Even though most of Arizona is still facing some level of drought, there was a 32% drop in the area experiencing the two highest levels of drought, extreme and exceptional, over the last week as of July 27, 2021. (U.S. Drought Monitor)

Nearly 99% of Arizona was dealing with at least a moderate drought last week, although recent monsoon rainfall has started to put a dent in the areas facing the highest levels of drought: extreme and exceptional levels. This week, 52% of the state was dealing with at least extreme drought levels, a drop from 84% the week before, according to the U.S. Drought Monitor. Of that 52%, nearly 9% of the state was dealing with exceptional drought, a drop from 36% the week before last.

Part of what has made the 2021 monsoon season so notable was how uneventful the 2020 season was.

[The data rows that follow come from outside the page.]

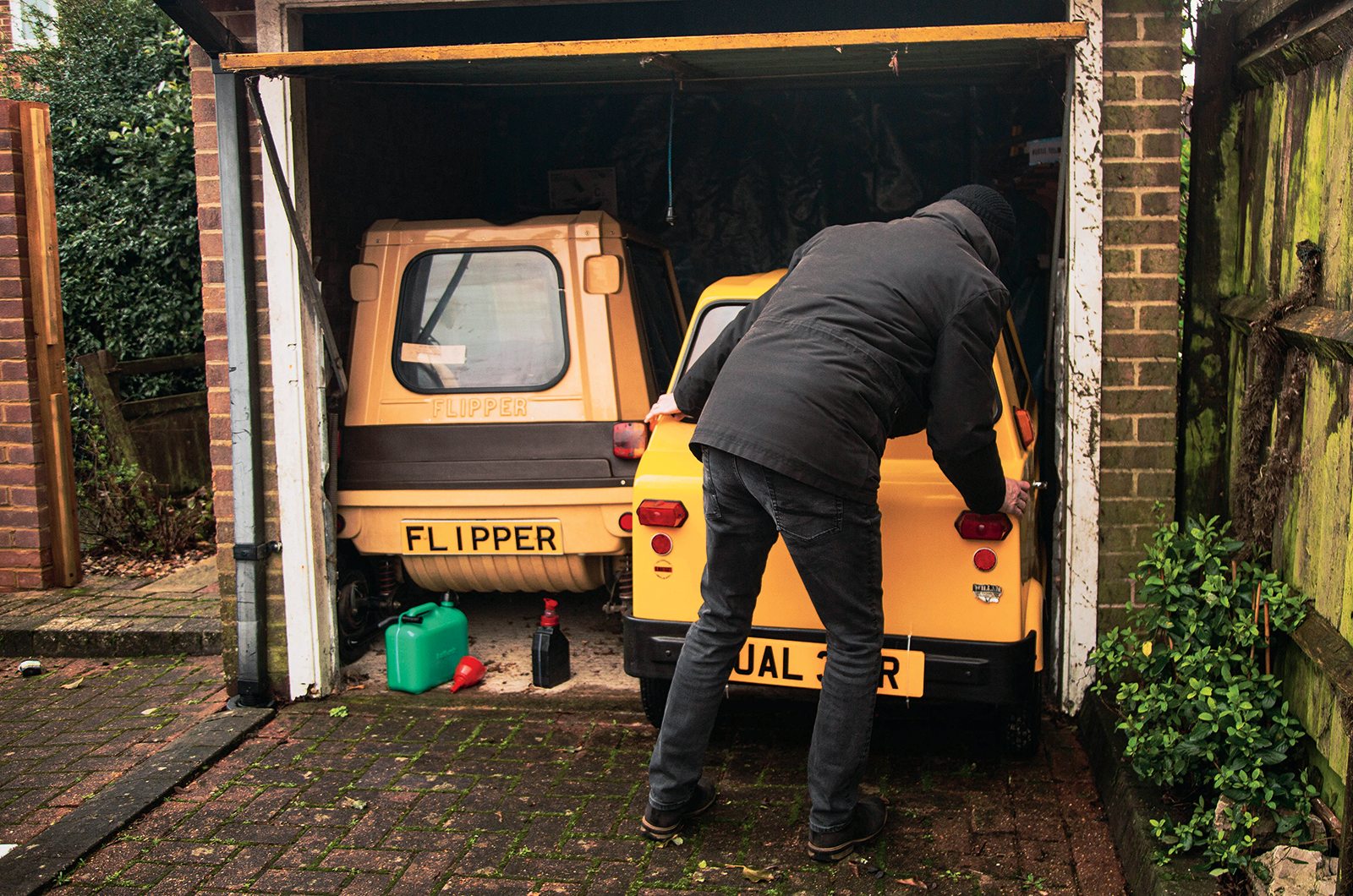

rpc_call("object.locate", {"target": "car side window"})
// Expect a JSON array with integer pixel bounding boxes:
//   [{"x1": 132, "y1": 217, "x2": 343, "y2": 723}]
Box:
[{"x1": 681, "y1": 302, "x2": 747, "y2": 376}]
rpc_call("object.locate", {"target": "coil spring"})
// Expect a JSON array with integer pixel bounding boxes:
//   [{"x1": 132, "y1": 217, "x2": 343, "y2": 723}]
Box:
[
  {"x1": 376, "y1": 556, "x2": 399, "y2": 608},
  {"x1": 600, "y1": 554, "x2": 634, "y2": 613}
]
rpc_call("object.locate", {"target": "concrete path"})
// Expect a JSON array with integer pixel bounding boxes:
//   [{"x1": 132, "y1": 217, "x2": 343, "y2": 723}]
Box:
[
  {"x1": 0, "y1": 558, "x2": 221, "y2": 658},
  {"x1": 31, "y1": 689, "x2": 1123, "y2": 896}
]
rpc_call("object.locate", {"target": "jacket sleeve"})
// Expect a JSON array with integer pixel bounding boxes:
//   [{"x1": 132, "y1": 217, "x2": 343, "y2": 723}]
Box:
[
  {"x1": 672, "y1": 234, "x2": 821, "y2": 419},
  {"x1": 925, "y1": 290, "x2": 1010, "y2": 513}
]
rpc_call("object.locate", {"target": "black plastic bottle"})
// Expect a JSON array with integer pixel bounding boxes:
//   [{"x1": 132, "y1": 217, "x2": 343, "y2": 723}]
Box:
[{"x1": 530, "y1": 597, "x2": 572, "y2": 687}]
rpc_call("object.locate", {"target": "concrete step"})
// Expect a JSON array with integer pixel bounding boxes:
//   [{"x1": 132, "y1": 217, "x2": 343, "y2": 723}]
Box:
[{"x1": 0, "y1": 559, "x2": 221, "y2": 657}]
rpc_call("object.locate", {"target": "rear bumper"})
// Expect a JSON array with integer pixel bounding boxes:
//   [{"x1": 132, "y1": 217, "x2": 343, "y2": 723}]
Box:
[{"x1": 625, "y1": 616, "x2": 1038, "y2": 704}]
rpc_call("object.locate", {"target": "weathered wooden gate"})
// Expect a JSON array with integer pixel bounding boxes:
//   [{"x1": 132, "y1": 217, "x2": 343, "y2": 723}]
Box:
[{"x1": 1179, "y1": 0, "x2": 1353, "y2": 815}]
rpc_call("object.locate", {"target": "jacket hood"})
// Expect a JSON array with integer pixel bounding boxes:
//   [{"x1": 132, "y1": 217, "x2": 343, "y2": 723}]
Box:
[{"x1": 912, "y1": 199, "x2": 1001, "y2": 273}]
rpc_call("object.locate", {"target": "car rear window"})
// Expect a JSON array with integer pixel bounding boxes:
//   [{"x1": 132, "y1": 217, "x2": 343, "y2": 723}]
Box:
[
  {"x1": 681, "y1": 302, "x2": 747, "y2": 376},
  {"x1": 394, "y1": 246, "x2": 568, "y2": 392}
]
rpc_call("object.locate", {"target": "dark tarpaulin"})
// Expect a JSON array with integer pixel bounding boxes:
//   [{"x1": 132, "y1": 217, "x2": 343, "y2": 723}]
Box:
[{"x1": 485, "y1": 88, "x2": 984, "y2": 309}]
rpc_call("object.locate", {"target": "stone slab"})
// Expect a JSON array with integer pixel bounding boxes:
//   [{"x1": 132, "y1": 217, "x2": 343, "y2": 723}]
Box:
[{"x1": 0, "y1": 707, "x2": 275, "y2": 896}]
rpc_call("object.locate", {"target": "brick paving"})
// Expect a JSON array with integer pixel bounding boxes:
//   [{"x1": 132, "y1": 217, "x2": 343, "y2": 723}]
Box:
[
  {"x1": 0, "y1": 562, "x2": 221, "y2": 657},
  {"x1": 39, "y1": 691, "x2": 1125, "y2": 896},
  {"x1": 0, "y1": 657, "x2": 226, "y2": 844}
]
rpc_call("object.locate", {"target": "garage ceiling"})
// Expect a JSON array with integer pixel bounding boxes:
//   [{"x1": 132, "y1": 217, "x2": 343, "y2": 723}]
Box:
[{"x1": 221, "y1": 22, "x2": 1087, "y2": 90}]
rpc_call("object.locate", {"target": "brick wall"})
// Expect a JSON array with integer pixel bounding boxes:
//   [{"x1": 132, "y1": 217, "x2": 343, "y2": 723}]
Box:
[
  {"x1": 0, "y1": 100, "x2": 56, "y2": 590},
  {"x1": 1100, "y1": 0, "x2": 1181, "y2": 628},
  {"x1": 189, "y1": 0, "x2": 288, "y2": 694}
]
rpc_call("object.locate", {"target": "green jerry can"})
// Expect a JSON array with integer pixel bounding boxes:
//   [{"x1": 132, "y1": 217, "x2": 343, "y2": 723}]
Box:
[{"x1": 386, "y1": 601, "x2": 469, "y2": 694}]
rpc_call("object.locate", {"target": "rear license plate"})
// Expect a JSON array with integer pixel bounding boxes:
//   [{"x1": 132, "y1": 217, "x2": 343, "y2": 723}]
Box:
[
  {"x1": 399, "y1": 520, "x2": 564, "y2": 555},
  {"x1": 728, "y1": 637, "x2": 925, "y2": 697}
]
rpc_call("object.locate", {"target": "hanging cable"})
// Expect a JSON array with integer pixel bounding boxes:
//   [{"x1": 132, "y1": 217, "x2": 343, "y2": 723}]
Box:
[{"x1": 667, "y1": 72, "x2": 676, "y2": 225}]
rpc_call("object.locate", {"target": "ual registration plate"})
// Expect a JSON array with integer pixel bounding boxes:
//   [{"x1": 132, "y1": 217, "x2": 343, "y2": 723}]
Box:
[
  {"x1": 399, "y1": 520, "x2": 564, "y2": 555},
  {"x1": 729, "y1": 637, "x2": 925, "y2": 697}
]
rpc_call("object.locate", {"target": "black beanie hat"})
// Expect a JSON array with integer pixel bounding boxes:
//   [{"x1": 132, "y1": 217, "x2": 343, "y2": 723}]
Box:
[{"x1": 940, "y1": 184, "x2": 1015, "y2": 260}]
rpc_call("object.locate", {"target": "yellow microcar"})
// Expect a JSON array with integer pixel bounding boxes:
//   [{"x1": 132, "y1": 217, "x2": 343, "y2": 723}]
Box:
[
  {"x1": 328, "y1": 211, "x2": 686, "y2": 659},
  {"x1": 625, "y1": 270, "x2": 1044, "y2": 751}
]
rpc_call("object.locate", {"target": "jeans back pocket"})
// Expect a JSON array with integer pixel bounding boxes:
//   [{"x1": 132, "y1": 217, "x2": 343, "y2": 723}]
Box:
[{"x1": 766, "y1": 470, "x2": 843, "y2": 541}]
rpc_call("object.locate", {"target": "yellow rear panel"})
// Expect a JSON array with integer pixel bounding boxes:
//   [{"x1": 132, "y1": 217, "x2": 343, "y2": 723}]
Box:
[{"x1": 633, "y1": 270, "x2": 1042, "y2": 667}]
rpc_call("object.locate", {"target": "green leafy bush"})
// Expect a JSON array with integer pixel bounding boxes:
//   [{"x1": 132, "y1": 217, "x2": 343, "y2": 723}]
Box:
[
  {"x1": 70, "y1": 379, "x2": 216, "y2": 559},
  {"x1": 1091, "y1": 518, "x2": 1315, "y2": 873},
  {"x1": 0, "y1": 0, "x2": 203, "y2": 398}
]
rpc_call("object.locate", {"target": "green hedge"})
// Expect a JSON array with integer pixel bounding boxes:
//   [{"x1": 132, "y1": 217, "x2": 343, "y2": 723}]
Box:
[{"x1": 4, "y1": 0, "x2": 203, "y2": 398}]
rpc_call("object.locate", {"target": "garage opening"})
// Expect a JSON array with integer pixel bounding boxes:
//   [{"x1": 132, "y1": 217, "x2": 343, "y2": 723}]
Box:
[{"x1": 221, "y1": 0, "x2": 1087, "y2": 703}]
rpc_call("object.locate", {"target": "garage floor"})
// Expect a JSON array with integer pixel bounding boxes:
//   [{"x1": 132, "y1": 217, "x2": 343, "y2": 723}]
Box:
[{"x1": 343, "y1": 592, "x2": 638, "y2": 701}]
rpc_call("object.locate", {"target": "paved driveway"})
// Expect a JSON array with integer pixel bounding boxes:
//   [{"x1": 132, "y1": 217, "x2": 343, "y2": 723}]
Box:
[{"x1": 42, "y1": 691, "x2": 1123, "y2": 896}]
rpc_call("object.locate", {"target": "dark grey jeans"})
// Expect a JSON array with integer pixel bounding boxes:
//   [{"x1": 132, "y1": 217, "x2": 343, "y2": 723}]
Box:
[{"x1": 648, "y1": 446, "x2": 884, "y2": 833}]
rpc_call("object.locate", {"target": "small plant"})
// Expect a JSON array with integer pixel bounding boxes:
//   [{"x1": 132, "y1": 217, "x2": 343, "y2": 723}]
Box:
[{"x1": 1091, "y1": 518, "x2": 1315, "y2": 874}]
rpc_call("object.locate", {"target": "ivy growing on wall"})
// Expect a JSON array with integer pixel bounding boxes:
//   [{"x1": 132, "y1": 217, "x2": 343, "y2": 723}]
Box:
[{"x1": 0, "y1": 0, "x2": 203, "y2": 398}]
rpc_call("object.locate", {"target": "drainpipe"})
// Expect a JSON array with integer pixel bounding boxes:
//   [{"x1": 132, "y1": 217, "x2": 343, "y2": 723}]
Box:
[{"x1": 211, "y1": 58, "x2": 282, "y2": 707}]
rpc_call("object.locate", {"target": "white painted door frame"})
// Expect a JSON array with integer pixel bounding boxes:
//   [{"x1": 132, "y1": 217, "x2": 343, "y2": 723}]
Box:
[
  {"x1": 259, "y1": 4, "x2": 338, "y2": 700},
  {"x1": 1054, "y1": 0, "x2": 1104, "y2": 712}
]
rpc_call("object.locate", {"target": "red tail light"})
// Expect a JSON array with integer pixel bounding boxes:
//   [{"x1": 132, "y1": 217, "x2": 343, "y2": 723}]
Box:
[
  {"x1": 1015, "y1": 407, "x2": 1033, "y2": 448},
  {"x1": 954, "y1": 511, "x2": 1015, "y2": 541},
  {"x1": 611, "y1": 423, "x2": 648, "y2": 460},
  {"x1": 638, "y1": 498, "x2": 688, "y2": 529}
]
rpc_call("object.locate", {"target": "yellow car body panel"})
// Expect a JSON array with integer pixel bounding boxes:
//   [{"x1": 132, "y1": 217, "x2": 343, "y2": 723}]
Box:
[
  {"x1": 627, "y1": 270, "x2": 1044, "y2": 709},
  {"x1": 336, "y1": 211, "x2": 686, "y2": 592}
]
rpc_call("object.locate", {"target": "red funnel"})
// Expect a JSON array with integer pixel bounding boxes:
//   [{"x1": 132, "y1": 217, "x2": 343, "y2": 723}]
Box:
[{"x1": 451, "y1": 657, "x2": 485, "y2": 693}]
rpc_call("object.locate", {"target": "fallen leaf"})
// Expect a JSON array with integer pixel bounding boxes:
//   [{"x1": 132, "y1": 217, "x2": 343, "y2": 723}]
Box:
[{"x1": 724, "y1": 864, "x2": 775, "y2": 884}]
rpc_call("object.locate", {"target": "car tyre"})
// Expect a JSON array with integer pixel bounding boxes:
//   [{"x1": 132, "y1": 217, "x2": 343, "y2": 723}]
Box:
[
  {"x1": 638, "y1": 678, "x2": 672, "y2": 728},
  {"x1": 334, "y1": 569, "x2": 377, "y2": 666},
  {"x1": 997, "y1": 673, "x2": 1044, "y2": 759}
]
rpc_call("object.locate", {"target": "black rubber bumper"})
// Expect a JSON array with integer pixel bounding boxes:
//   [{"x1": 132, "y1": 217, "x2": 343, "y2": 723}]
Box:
[{"x1": 625, "y1": 616, "x2": 1038, "y2": 704}]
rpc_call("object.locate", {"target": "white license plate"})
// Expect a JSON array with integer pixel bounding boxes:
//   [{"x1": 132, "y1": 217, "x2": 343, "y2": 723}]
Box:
[{"x1": 399, "y1": 520, "x2": 564, "y2": 555}]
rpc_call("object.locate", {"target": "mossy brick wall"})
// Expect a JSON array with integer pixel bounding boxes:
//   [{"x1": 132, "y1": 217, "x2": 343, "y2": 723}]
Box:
[
  {"x1": 1100, "y1": 0, "x2": 1181, "y2": 630},
  {"x1": 189, "y1": 0, "x2": 288, "y2": 694},
  {"x1": 0, "y1": 100, "x2": 56, "y2": 592}
]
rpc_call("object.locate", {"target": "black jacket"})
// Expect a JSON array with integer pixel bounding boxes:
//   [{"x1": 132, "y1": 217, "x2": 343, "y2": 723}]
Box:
[{"x1": 675, "y1": 200, "x2": 1010, "y2": 513}]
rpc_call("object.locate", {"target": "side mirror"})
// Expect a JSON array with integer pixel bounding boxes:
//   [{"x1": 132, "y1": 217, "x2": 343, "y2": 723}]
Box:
[
  {"x1": 583, "y1": 254, "x2": 620, "y2": 295},
  {"x1": 348, "y1": 264, "x2": 381, "y2": 302}
]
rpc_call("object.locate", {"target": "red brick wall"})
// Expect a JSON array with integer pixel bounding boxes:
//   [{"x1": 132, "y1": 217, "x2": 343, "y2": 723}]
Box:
[
  {"x1": 189, "y1": 0, "x2": 288, "y2": 693},
  {"x1": 0, "y1": 100, "x2": 56, "y2": 590},
  {"x1": 1100, "y1": 0, "x2": 1182, "y2": 626}
]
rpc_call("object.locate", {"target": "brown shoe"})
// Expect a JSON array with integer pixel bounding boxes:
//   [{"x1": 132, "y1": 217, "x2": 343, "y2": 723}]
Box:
[
  {"x1": 640, "y1": 779, "x2": 719, "y2": 844},
  {"x1": 808, "y1": 796, "x2": 888, "y2": 862}
]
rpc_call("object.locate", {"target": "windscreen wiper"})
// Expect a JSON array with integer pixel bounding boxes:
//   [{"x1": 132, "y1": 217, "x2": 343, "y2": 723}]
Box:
[{"x1": 414, "y1": 252, "x2": 472, "y2": 344}]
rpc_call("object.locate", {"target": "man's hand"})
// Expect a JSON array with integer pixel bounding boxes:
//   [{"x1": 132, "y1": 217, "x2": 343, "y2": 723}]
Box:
[
  {"x1": 1001, "y1": 476, "x2": 1028, "y2": 517},
  {"x1": 644, "y1": 392, "x2": 686, "y2": 429}
]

As AccuWeather forecasters foresaw months ago, the incredibly drenching 2021 season was keyed by the positioning of the high-pressure area. The opposite was true in 2020 when the position of the high suppressed rainfall.

AccuWeather Senior Meteorologist Alex Sosnowski said that if the high sets up too far west like it did in 2020, the flow of moisture from the Gulf of Mexico is cut off.

This year, however, a shift in that area's positioning has opened the floodgates, for both better and worse.

"This year, it has been centered farther to the east over the Rockies and Plains," Sosnowski said. "The clockwise circulation around the high is what pulls the moisture up from the Gulf of Mexico and Gulf of California into the Southwest." That moisture is what provides fuel to the torrential downpours that develop during the monsoon season.